If current page fund name starts with "The last fund name of previous PDF page" and with more contents below, then remove "The last fund name of previous PDF page".
Share class names with currency
Reason
The currency in document not next to share name
Solution
If can't get relevant text from PDF page contents, and the last word of share class name belongs to currency, remove currency from share class name, then try again.
After implementing this solution, recall is from 95% to 96%
Can't find relevant text from current PDF page text
Reason
Hence apply try to merge previous page text into current page, perhaps the text is from previous page text.
Solution
Try to get previous page and search relevant value.

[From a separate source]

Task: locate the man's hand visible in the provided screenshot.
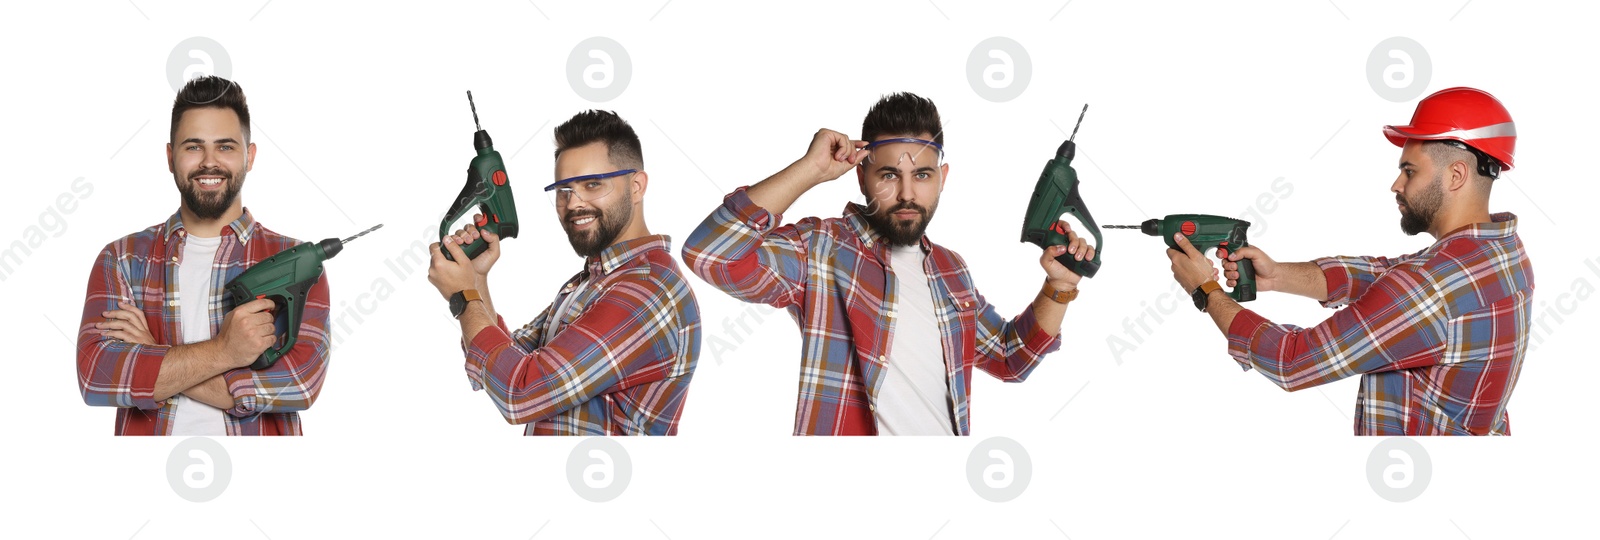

After implementing this solution, recall is from 96% to 98%.
1. Get proper currency if exist multiple currencies in share name, e.g. CHF EUR
2. Default currency should be based on scenario: USD or EUR.
3. Remove special chars should be based on \W, instead of [^a-zA-Z0-9\s]
Examples document 532422720
M&G European Credit Investment Fund A CHFH Acc -> M&G European Credit Investment Fund A CHF H Accumulation
M&G European Credit Investment Fund A CHFHInc -> M&G European Credit Investment Fund A CHF H Income
M&G European High Yield Credit Investment Fund E GBPHedgedAcc -> M&G European High Yield Credit Investment Fund E GBP Hedged Accumulation
Consider some share class names are with multiple short name, e.g.
CPR Invest Global Disruptive Opportunities Class I sw EUR - Acc
The short names are I and sw
The purpose is to support get all of short names from share class name.
For multiple currencies in fund/ share name, if exist USD, remove it
Fix the issue for split words without space
If there is no currency in share class name, try to get same currency from document mapping which with same fund name and same short share class name.